Segunda, 25 Novembro 2024

Clemente Ganz Lúcio é sociólogo e diretor-técnico do Departamento Intersindical de Estatística e Estudos Socioeconômicos (Dieese)

A ideia de reforma está associada ao investimento para melhorar algo existente desgastado pelo uso ou decorrente de um fato novo. O nascimento de um filho pode exigir a reforma da casa; a pintura do carro será necessária para eliminar a ferrugem na lataria; o sucesso pelo emagrecimento pode fazer com que se tenha que reduzir a cintura da calça. Reforma-se porque se quer melhorar algo e porque existe possibilidade de intervenção.

Mas como reformar uma relação entre pessoas? Vamos reformar o casamento? Que tal reformar a amizade? Vamos reformar a maneira como o time ataca! Queremos reformar a relação de trabalho?

As relações sociais se referem ao que acontece entre pessoas, unidas, reunidas ou divididas em torno de propósitos, cada um e todos com suas histórias, com expectativas em relação ao presente e ao futuro, com visão sobre si e sobre os outros, com interesses revelados ou ocultos, com emoções e sentimentos. A vida coletiva em sociedade é uma construção cultural, econômica e política, como resposta ao ódio e às guerras, enquanto ao longo de milhares de anos, aprendíamos a dominar a natureza, a produzir para satisfazer nossas necessidades básicas e gerar excedentes para a troca. Ao enfrentar as inúmeras mazelas do processo civilizatório, construímos a prática política como nossa inteligência coletiva para debater, enfrentar, negociar e construir acordos que colocam regras para permitir que sejamos livres e para que possamos viver em paz com os outros.

A prática política no tempo resultou na construção do Estado-nação, a identidade de um povo que vive no limite de um território, com determinadas regras que definem em conjunto e com soberania em relação a outros Estados-nação.

A ideia de reformar as relações trabalhistas se refere às mudanças das regras que as regem. Mas é preciso que esteja bem claro que serão as relações sociais de produção que serão impactadas, que há sujeitos com histórias, interesses e plenos de complexidade afetiva. Um atalho muito usado é abordar reformas sociais como se o outro fosse um objeto, um número, um empecilho ou simplesmente uma despesa. Esse atalho, quase sempre, conduz a desastres sociais, amplia os conflitos e gera mais insegurança.

A sociedade moderna é culminante de relações sociais que criaram enorme capacidade de produção material de bens e serviços e um incrível sistema de distribuição desigual desses resultados, sustentado por complexas regras que regem as relações sociais de produção e distribuição, a denominada legislação trabalhista.

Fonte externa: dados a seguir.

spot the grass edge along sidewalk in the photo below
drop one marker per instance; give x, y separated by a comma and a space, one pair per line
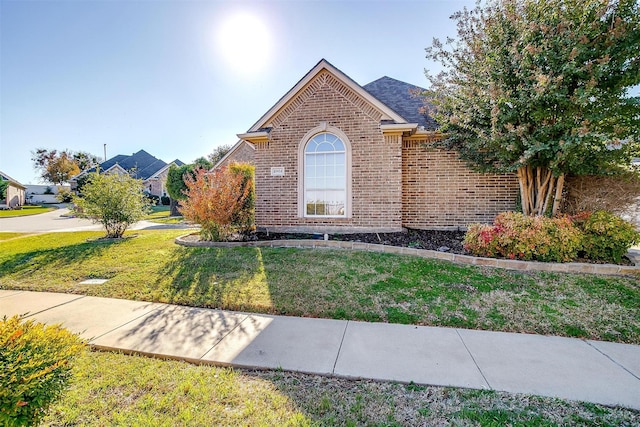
334, 284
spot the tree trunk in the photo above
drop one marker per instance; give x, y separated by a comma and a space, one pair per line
540, 191
173, 208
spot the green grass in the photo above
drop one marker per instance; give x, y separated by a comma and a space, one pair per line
160, 214
326, 283
7, 236
26, 210
115, 389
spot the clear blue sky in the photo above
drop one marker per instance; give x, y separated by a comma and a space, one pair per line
178, 78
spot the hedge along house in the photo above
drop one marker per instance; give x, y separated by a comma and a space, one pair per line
333, 156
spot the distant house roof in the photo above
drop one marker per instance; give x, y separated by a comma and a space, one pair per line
403, 98
15, 183
141, 165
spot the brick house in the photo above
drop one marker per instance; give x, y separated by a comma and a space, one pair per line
15, 195
334, 156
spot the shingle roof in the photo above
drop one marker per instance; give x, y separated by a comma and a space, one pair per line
141, 165
403, 98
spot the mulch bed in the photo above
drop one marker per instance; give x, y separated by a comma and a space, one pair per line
437, 240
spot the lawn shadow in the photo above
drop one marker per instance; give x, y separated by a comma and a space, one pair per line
223, 283
32, 261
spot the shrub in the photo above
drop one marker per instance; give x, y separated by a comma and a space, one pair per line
606, 236
244, 218
517, 236
64, 195
35, 365
153, 199
116, 201
216, 201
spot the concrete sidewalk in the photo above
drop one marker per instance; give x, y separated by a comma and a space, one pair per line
593, 371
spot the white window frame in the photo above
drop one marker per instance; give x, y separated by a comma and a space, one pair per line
323, 128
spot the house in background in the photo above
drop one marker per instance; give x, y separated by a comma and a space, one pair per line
141, 165
334, 156
16, 195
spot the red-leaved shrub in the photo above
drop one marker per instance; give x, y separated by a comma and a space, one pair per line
217, 201
517, 236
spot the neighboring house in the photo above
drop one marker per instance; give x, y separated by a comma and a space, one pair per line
15, 192
44, 193
141, 165
334, 156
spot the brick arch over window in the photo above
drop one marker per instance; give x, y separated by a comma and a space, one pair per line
324, 174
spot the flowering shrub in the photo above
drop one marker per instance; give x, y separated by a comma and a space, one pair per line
517, 236
606, 237
218, 201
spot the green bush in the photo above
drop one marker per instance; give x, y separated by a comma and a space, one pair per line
116, 201
606, 236
517, 236
35, 365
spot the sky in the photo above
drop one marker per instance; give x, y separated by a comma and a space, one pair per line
179, 78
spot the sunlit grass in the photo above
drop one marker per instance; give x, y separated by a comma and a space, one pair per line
115, 389
25, 211
149, 266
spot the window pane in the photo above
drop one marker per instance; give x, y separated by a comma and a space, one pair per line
324, 180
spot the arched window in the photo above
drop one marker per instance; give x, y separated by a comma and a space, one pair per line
325, 176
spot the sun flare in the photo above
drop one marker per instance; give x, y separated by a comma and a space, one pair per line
244, 42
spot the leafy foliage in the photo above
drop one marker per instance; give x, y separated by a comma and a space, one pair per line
517, 236
538, 88
36, 362
606, 237
218, 201
3, 189
218, 153
58, 167
116, 201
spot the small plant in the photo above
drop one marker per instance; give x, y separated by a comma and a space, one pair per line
517, 236
219, 202
64, 195
116, 201
35, 366
606, 236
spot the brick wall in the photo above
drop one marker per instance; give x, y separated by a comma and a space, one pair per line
441, 192
376, 162
244, 153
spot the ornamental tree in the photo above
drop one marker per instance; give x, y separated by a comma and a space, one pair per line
539, 88
113, 200
217, 201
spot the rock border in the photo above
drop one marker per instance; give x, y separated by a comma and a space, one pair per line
569, 267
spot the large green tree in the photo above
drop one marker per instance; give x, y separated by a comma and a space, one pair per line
539, 88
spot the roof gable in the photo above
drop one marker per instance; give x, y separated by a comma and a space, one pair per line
325, 72
403, 98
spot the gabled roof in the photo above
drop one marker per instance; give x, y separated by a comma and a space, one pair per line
5, 177
403, 98
140, 165
387, 113
233, 149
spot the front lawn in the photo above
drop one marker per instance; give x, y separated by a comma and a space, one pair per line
325, 283
115, 389
160, 214
25, 210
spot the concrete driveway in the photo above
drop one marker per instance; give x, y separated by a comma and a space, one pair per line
57, 221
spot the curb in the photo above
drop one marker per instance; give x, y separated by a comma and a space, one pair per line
569, 267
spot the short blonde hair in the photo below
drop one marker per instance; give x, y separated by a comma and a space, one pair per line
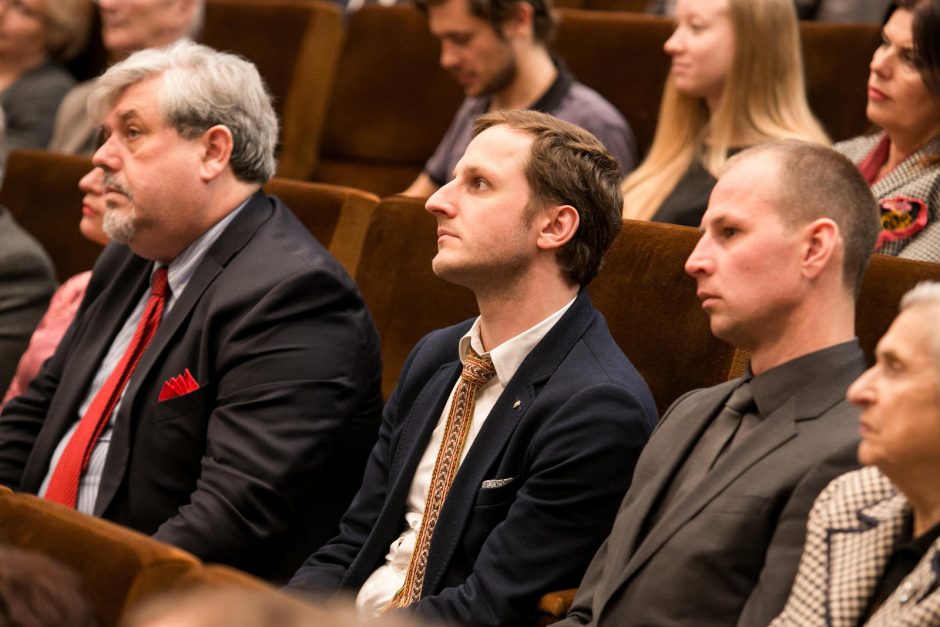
764, 97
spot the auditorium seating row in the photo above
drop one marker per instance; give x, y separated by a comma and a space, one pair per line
365, 104
387, 244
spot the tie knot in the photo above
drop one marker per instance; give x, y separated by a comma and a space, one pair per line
477, 369
742, 399
159, 283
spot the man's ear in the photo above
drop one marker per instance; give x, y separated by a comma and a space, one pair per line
822, 240
519, 22
558, 226
217, 151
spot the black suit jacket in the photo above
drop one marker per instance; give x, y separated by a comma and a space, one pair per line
568, 450
255, 467
727, 553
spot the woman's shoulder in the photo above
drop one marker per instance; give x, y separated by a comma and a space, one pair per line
858, 147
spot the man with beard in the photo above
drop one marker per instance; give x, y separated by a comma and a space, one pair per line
497, 50
219, 386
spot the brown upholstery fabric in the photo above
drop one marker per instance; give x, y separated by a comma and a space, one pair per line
648, 300
41, 191
118, 567
295, 46
391, 102
405, 297
337, 216
652, 311
886, 281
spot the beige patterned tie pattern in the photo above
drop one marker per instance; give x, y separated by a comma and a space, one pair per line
477, 371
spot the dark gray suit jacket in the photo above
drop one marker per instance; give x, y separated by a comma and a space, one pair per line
726, 554
255, 467
562, 439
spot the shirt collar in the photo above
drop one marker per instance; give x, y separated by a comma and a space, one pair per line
551, 100
508, 356
774, 387
181, 269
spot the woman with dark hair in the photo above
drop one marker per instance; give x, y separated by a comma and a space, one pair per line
902, 161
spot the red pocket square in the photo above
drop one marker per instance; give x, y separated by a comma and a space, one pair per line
177, 386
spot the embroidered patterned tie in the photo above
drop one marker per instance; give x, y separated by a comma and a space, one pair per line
477, 371
63, 485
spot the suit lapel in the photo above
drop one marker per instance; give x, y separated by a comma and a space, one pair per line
489, 446
138, 402
859, 553
674, 438
99, 325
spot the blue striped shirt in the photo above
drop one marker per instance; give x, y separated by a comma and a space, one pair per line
179, 272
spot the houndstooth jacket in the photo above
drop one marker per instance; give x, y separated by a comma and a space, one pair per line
853, 529
911, 179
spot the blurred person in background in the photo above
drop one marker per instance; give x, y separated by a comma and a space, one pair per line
36, 37
68, 297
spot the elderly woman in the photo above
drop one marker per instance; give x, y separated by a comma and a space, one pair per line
65, 301
36, 36
736, 81
902, 161
872, 554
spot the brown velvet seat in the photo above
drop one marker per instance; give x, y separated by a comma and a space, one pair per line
337, 216
406, 299
118, 567
649, 302
295, 46
885, 282
391, 102
836, 58
41, 191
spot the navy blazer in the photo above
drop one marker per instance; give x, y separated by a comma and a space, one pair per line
255, 467
566, 433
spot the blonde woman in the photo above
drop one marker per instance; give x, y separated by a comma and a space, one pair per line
736, 80
36, 38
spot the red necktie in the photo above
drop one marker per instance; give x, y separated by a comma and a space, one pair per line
63, 486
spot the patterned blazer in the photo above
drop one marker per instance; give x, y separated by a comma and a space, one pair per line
853, 529
909, 197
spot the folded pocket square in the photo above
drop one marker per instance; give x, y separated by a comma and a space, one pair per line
178, 386
496, 483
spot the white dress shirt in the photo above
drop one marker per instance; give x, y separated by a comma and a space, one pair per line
385, 581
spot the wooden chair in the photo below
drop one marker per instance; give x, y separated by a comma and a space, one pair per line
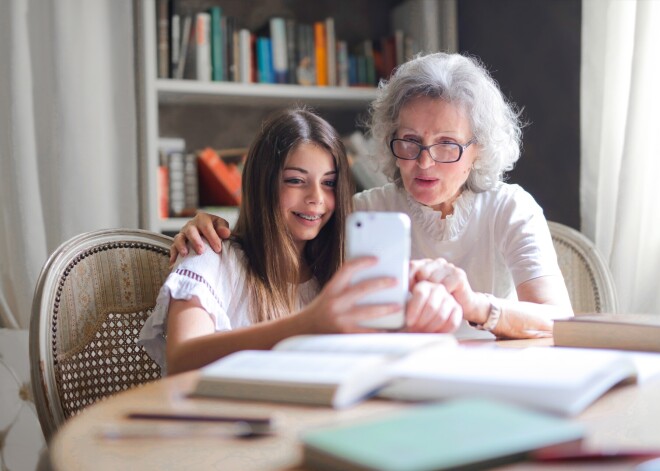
92, 298
588, 278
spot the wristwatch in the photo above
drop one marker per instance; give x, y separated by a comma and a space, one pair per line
493, 315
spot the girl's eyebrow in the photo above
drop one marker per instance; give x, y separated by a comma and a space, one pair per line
302, 170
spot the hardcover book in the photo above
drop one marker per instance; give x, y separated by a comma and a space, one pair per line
331, 370
616, 331
461, 434
219, 182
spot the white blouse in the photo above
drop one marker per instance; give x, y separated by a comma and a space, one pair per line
218, 282
499, 237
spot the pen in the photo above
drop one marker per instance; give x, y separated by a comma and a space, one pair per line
133, 430
260, 421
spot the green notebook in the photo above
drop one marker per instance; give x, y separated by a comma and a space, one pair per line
459, 434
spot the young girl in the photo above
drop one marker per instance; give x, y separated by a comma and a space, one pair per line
287, 244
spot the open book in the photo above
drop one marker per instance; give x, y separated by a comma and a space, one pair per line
559, 380
335, 370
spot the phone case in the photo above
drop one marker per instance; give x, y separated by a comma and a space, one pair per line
385, 235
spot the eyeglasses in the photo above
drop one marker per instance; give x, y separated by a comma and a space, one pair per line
443, 152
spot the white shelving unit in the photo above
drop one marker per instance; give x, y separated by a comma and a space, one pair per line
153, 92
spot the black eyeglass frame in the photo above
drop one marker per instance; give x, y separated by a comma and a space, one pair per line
422, 148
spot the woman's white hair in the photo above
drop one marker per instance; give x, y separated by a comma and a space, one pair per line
462, 81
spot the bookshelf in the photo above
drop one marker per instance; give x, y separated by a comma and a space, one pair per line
216, 113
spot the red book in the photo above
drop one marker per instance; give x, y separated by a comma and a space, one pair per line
219, 182
321, 52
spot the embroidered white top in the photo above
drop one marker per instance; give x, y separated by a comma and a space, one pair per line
218, 281
499, 237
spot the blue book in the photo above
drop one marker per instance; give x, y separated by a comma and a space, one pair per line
461, 434
265, 61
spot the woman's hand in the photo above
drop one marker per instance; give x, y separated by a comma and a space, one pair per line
539, 300
212, 228
336, 308
431, 309
475, 306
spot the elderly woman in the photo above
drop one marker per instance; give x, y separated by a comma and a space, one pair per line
447, 136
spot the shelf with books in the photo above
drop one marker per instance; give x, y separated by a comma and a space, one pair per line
257, 94
223, 111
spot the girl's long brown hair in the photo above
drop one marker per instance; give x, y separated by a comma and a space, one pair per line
273, 268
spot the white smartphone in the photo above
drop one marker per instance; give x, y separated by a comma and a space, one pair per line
385, 235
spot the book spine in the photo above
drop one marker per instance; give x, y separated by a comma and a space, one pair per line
217, 50
183, 53
229, 41
321, 54
331, 51
203, 43
342, 64
279, 49
264, 60
190, 184
175, 43
245, 56
291, 51
177, 195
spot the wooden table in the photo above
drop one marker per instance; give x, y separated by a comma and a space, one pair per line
626, 417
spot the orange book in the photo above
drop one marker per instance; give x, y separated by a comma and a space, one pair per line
321, 54
219, 182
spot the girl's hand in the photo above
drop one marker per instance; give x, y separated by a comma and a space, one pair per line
336, 308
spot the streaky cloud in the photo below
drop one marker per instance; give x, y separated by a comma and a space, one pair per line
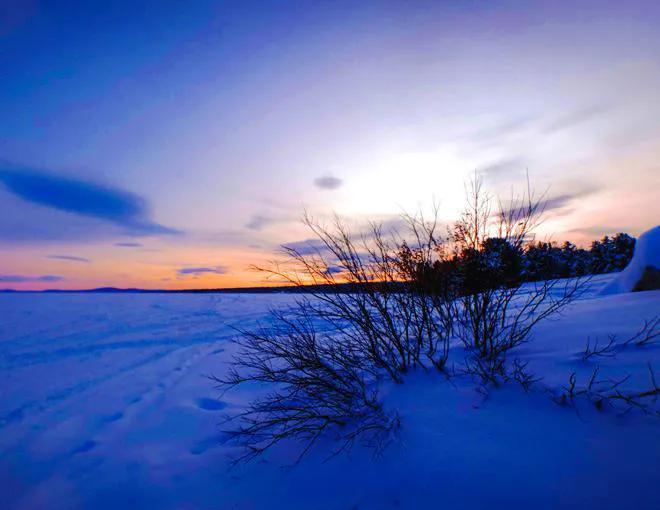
70, 258
82, 198
14, 278
328, 182
258, 222
196, 271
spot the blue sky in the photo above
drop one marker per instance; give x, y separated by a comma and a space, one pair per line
171, 144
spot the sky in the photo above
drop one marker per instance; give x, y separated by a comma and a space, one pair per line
173, 144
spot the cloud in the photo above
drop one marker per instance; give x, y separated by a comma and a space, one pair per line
599, 230
68, 257
307, 247
82, 199
196, 271
259, 222
573, 118
558, 202
504, 169
328, 182
14, 278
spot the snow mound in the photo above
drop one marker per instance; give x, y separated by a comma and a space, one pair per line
647, 253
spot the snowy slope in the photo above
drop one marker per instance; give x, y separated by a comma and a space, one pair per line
104, 404
647, 253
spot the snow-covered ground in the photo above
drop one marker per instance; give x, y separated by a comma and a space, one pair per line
104, 403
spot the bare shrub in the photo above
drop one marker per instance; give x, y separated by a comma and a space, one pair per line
608, 392
360, 321
319, 386
495, 309
645, 336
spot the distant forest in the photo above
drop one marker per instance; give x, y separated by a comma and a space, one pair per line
497, 263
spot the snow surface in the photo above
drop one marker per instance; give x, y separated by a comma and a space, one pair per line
647, 253
104, 404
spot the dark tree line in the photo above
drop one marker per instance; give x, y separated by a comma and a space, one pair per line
497, 262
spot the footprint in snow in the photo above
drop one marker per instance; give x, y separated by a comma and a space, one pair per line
210, 404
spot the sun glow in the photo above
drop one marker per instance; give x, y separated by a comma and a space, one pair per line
392, 182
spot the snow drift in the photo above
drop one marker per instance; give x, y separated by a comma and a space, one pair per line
647, 254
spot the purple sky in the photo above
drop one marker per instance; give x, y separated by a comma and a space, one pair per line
171, 144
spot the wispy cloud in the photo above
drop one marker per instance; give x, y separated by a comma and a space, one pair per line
70, 258
573, 118
196, 271
15, 278
504, 169
82, 198
259, 222
558, 204
328, 182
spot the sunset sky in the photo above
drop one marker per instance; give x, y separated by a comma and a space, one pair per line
171, 144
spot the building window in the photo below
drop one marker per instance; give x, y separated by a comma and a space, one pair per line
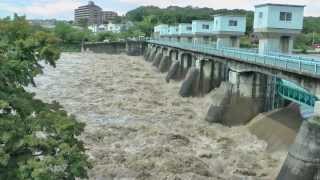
233, 23
205, 26
285, 16
260, 14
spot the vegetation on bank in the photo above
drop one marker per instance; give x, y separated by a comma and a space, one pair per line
37, 140
146, 17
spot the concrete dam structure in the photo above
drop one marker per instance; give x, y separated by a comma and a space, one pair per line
245, 82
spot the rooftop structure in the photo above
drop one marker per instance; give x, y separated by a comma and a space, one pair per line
93, 14
90, 14
228, 29
202, 31
108, 16
276, 26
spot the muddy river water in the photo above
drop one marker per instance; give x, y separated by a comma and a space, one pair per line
138, 127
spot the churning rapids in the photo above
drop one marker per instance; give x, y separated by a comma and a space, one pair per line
138, 127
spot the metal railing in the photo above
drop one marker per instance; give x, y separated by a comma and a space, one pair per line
288, 63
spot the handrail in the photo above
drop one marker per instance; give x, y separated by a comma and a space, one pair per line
281, 61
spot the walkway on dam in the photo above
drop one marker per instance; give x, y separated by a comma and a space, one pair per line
138, 127
298, 65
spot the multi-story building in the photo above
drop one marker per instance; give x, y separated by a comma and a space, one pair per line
93, 14
90, 13
108, 16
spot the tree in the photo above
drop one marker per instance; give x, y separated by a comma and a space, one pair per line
37, 140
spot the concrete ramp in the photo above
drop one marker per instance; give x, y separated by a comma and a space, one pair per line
278, 128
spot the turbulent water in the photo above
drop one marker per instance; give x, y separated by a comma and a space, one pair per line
138, 127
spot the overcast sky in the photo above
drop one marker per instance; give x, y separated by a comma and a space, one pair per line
63, 9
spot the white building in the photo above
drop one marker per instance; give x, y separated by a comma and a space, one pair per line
115, 28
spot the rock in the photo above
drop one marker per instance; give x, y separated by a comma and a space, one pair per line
147, 53
303, 158
152, 56
220, 99
165, 64
189, 86
215, 114
204, 154
173, 71
157, 60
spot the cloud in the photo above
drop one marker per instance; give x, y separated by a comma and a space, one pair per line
43, 8
311, 9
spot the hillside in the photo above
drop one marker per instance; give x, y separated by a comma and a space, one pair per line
175, 14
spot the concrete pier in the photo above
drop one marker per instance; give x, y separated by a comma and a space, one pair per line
303, 160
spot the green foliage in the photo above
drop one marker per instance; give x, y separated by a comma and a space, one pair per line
37, 140
311, 24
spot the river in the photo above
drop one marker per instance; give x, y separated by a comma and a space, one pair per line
138, 127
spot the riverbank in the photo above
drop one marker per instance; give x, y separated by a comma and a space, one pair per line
138, 127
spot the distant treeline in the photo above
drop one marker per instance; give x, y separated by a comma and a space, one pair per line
149, 16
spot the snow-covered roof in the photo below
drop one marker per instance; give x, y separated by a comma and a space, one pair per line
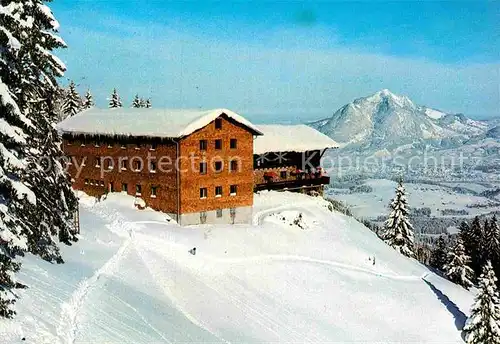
171, 123
291, 138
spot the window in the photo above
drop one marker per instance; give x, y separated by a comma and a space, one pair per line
233, 189
233, 167
203, 168
218, 144
203, 192
218, 191
203, 217
218, 166
137, 165
232, 214
233, 143
218, 123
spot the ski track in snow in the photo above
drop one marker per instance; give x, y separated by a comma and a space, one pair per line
68, 325
152, 267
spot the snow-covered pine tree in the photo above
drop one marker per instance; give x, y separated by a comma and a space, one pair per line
72, 103
38, 203
89, 100
491, 244
439, 254
483, 325
137, 103
457, 268
398, 229
114, 101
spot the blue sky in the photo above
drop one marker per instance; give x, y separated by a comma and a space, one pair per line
285, 59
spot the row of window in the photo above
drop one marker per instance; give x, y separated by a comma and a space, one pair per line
233, 189
233, 144
83, 143
137, 165
218, 213
219, 167
138, 187
94, 182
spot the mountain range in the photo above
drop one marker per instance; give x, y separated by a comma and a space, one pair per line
385, 126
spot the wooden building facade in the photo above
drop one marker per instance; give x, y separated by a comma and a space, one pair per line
198, 169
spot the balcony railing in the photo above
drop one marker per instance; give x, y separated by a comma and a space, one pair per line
293, 184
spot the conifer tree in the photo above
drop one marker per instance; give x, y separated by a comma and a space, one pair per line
491, 245
37, 201
72, 102
137, 103
457, 269
439, 254
483, 325
114, 101
398, 229
89, 100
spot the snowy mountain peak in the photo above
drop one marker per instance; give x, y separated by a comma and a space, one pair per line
389, 98
385, 119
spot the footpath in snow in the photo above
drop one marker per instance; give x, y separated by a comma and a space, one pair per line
131, 279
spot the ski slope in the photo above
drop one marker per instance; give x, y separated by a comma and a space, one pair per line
131, 279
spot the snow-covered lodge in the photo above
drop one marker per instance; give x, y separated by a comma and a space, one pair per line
197, 166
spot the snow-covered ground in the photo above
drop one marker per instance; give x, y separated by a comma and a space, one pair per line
300, 273
436, 197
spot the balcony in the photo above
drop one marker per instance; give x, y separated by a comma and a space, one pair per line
295, 184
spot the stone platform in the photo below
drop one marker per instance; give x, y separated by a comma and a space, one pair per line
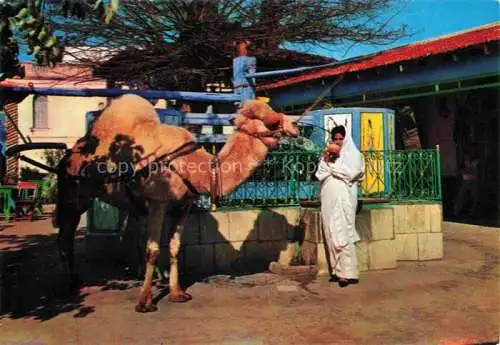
389, 233
243, 241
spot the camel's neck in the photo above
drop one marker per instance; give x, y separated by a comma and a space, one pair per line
239, 157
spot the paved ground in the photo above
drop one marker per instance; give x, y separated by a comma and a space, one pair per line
451, 301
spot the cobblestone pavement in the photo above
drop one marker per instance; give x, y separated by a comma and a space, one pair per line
450, 301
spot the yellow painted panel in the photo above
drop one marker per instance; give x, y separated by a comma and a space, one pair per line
372, 139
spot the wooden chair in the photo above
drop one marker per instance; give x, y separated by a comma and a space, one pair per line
26, 201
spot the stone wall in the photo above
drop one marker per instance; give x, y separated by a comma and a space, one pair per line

A questão trabalhista trata, portanto, de regular as relações sociais de produção econômica e da distribuição dos seus resultados, por meio de diferentes sistemas de relações de trabalho. Neles se definem os processos pelos quais trabalhadores e empregadores – do setor privado e público, por meio de suas organizações de representação de interesse coletivo (sindicatos), se relacionarão (negociação) para estabelecer as regras (acordos) das relações laborais de produção de bens e serviços (jornada de trabalho, formas de contratação etc.) e da sua distribuição (salários, benefícios etc.). Trata-se, portanto, de definir como se constituem e que poderes terão os sujeitos coletivos de representação, de que maneira se relacionarão no tempo para definir a substância dos direitos e deveres.

A reforma do sistema de relações de trabalho exige profundo conhecimento do que já existe e do seu funcionamento, dos defeitos e virtudes que possui, da cultura e das práticas que criou. Para mudá-lo é fundamental enunciar de que maneira se quer produzir e distribuir a riqueza, declarar qual o tipo de desenvolvimento econômico, social, político, cultural, ambiental que se busca e de que maneira as mudanças no sistema de relações laborais favorecerão ao que se busca edificar. É fundamental que os sujeitos se ponham de acordo com todos esses propósitos para, com base nesses princípios, construir os fundamentos e os valores que orientarão a criação das regras que induzirão as novas práticas nas relações de trabalho.